Grantee Research Project Results
2005 Progress Report: Iron Oxide Nanoparticle-Induced Oxidative Stress and Inflammation
EPA Grant Number: R831722Title: Iron Oxide Nanoparticle-Induced Oxidative Stress and Inflammation
Investigators: Elder, Alison C.P. , Oberdörster, Günter , Yang, Hong , Finkelstein, Jack
Institution: University of Rochester
EPA Project Officer: Hahn, Intaek
Project Period: September 1, 2004 through February 28, 2008
Project Period Covered by this Report: September 1, 2004 through August 31,2005
Project Amount: $335,000
RFA: Exploratory Research to Anticipate Future Environmental Issues: Impacts of Manufactured Nanomaterials on Human Health and the Environment (2003) RFA Text | Recipients Lists
Research Category: Nanotechnology , Safer Chemicals , Human Health
Objective:
The manufacture of nanoparticles (< 100 nm diameter) of varying shapes and compositions has exploded over the last several years with applications ranging from diagnostic imaging to nanoscale molecular construction, thus making intentional and unintentional human exposures likely. Although much has been learned recently about their synthesis, very little is known about cellular or organ responses upon contact with nanoparticles. A defining feature of nanoparticles is their large specific surface area; thus, it is possible that current concepts of dose expressed as mass concentration, which is very low for nanoparticles, may fail in predicting exposure outcomes if this feature is not taken into account. We hypothesize that the small size of nanoparticles contributes to their evasion of normal particle clearance mechanisms; increases the likelihood of contact with cells of many types, particularly epithelial cells; and allows their translocation to sites distant from the original exposure. We hypothesize further that this contact results in inflammation and oxidant stress and that the large surface area of the nanoparticles potentiates their effects.

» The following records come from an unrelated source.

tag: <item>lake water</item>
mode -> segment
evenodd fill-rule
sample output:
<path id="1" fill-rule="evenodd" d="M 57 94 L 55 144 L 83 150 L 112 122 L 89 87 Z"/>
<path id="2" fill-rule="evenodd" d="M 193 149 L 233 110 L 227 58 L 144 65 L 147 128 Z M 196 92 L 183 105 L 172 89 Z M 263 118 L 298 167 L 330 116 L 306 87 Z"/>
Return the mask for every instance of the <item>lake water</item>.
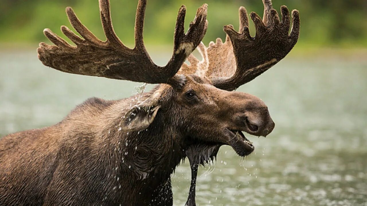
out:
<path id="1" fill-rule="evenodd" d="M 266 138 L 246 135 L 255 147 L 249 157 L 223 147 L 200 168 L 198 206 L 367 206 L 367 59 L 328 56 L 287 57 L 238 89 L 267 104 L 275 128 Z M 163 65 L 168 56 L 153 57 Z M 54 124 L 89 97 L 120 99 L 142 84 L 48 68 L 35 49 L 0 52 L 0 137 Z M 186 199 L 188 162 L 173 175 L 175 205 Z"/>

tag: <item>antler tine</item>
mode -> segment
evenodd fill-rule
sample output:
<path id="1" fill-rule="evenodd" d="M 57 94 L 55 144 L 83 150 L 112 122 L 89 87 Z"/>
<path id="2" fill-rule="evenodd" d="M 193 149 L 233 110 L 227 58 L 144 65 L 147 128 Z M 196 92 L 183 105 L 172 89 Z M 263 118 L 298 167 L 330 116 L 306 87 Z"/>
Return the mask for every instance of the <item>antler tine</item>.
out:
<path id="1" fill-rule="evenodd" d="M 218 60 L 214 60 L 224 62 L 210 62 L 212 66 L 210 66 L 209 74 L 217 87 L 232 90 L 252 80 L 284 58 L 297 42 L 300 25 L 298 11 L 292 12 L 292 28 L 289 34 L 290 17 L 287 7 L 281 7 L 281 22 L 277 12 L 272 7 L 271 0 L 263 0 L 263 3 L 264 10 L 262 20 L 256 13 L 252 12 L 250 15 L 256 30 L 254 37 L 250 34 L 246 10 L 241 7 L 239 32 L 232 25 L 225 26 L 224 30 L 230 41 L 228 43 L 226 41 L 225 44 L 211 44 L 208 50 L 209 59 L 219 56 Z M 233 53 L 224 53 L 226 54 L 226 59 L 221 57 L 220 54 L 224 51 L 232 49 Z M 235 71 L 232 71 L 232 66 L 228 66 L 229 63 L 235 64 Z M 218 69 L 219 65 L 230 69 L 223 71 Z"/>
<path id="2" fill-rule="evenodd" d="M 66 12 L 72 26 L 86 40 L 97 45 L 101 45 L 102 44 L 103 42 L 98 39 L 94 34 L 81 23 L 71 7 L 66 7 Z"/>
<path id="3" fill-rule="evenodd" d="M 112 20 L 111 19 L 111 10 L 110 8 L 110 2 L 108 0 L 99 0 L 99 11 L 101 14 L 101 21 L 102 26 L 107 38 L 107 41 L 110 45 L 114 48 L 119 47 L 123 49 L 128 49 L 122 43 L 117 37 L 113 30 Z"/>
<path id="4" fill-rule="evenodd" d="M 143 38 L 144 19 L 146 7 L 146 0 L 139 0 L 135 16 L 135 48 L 139 49 L 145 48 Z"/>
<path id="5" fill-rule="evenodd" d="M 150 83 L 182 85 L 184 81 L 175 75 L 186 58 L 199 45 L 207 26 L 207 5 L 199 8 L 187 33 L 184 22 L 186 8 L 182 6 L 177 17 L 174 35 L 174 51 L 166 66 L 155 65 L 145 49 L 143 28 L 147 0 L 139 0 L 135 24 L 135 47 L 130 49 L 115 33 L 108 0 L 99 0 L 101 22 L 106 40 L 98 39 L 83 25 L 70 7 L 66 9 L 70 23 L 84 38 L 65 26 L 61 29 L 76 47 L 46 29 L 46 36 L 55 45 L 41 43 L 37 49 L 39 58 L 44 65 L 65 72 Z"/>
<path id="6" fill-rule="evenodd" d="M 243 7 L 241 7 L 238 10 L 239 16 L 240 19 L 240 28 L 238 30 L 240 34 L 243 33 L 244 30 L 246 27 L 248 28 L 248 17 L 247 16 L 247 11 Z"/>

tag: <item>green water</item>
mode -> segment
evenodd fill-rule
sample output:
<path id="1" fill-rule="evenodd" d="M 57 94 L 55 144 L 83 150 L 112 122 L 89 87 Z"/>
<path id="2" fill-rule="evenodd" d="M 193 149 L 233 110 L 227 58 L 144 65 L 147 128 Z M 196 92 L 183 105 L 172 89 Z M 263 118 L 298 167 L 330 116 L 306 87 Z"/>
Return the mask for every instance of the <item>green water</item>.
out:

The objective of this research project is to determine if nanoparticles: (1) induce oxidative stress and toxicity in cultured epithelial and endothelial cells; (2) cause lung inflammation or extrapulmonary effects after in vivo exposure; and (3) are translocated to extrapulmonary sites. Nanoparticles may gain access to tissues in humans through inhalation or via the blood (i.e., oral, dermal, or inhalation exposure). Thus, for in vitro studies, we will use human alveolar epithelial and umbilical vein endothelial cells and monitor the uptake of nanoparticles as well as inflammation- and oxidative stress-related responses using a range of doses. For in vivo studies, we will use F-344 rats for intratracheal instillation and intravenous injection exposures. Endpoints related to lung inflammation, inflammatory cell activation, and oxidative stress as well as those indicating vascular endothelial injury and acute phase responses will be assessed. Comparisons will be made with ultrafine (20 nm) titanium oxide (TiO2) particles. Tissues from exposed rats (lung, liver, and olfactory bulb) will also be examined for the presence of the particles following intratracheal and intranasal instillations and intravenous injection exposures. We anticipate that this research project will provide dose-, size-, and composition-related toxicological information about nanoparticles. The insight gained regarding mechanisms of response to nanoparticles and their disposition after exposure can be used to predict outcomes of human exposures in environmental, occupational, and therapeutic settings.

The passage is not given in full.